- Genre: Comedy Infotainment
- Developed by: Ankit Fadia
- Starring: Ankit Fadia VJ Jose
- Country of origin: India
- No. of seasons: 1
- No. of episodes: 10

Original release
- Network: MTV India
- Release: 18 October 2009

= MTV What the Hack! =

MTV What the Hack! is a TV show that aired on MTV India. The first season of the show premiered on MTV India on 18 October 2009 and concluded on 7 February 2010. The show talks about interesting things that people can do with computers, the Internet, and technology. It is hosted by Ankit Fadia and VJ Jose, and airs on Saturdays at 8:20 PM. According to the MTV India website, MTV has got Ankit Fadia to give viewers everything from tips, tricks to cheat codes that will help make peoples life on the World Wide Web a whole lot simpler. Internet users email their problems to MTV India and Ankit gives them the solution.

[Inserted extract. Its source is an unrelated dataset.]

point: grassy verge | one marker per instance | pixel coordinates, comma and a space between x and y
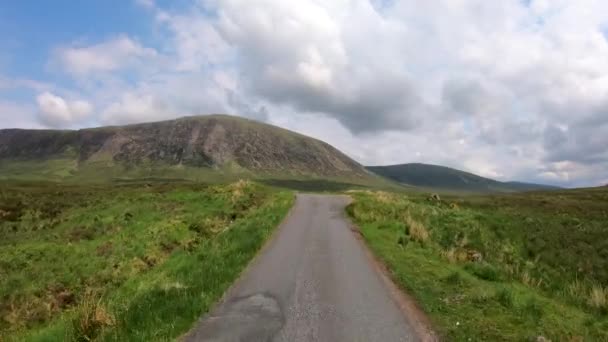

When MTV India dropped Music Television from its name and logo, this show was one of the new shows that was introduced and was positioned as a web show that aired on television and also on the MTV India website. This 10 minute show is entirely shot at the MTV studio in Mumbai and most of the show is unscripted improvisation. In an interview with Rediff.com, the show creators share that What The Hack! is not a show about hacking or security, but about things you can do with technology. It is humorous and light-hearted, and is neither too technical nor too basic.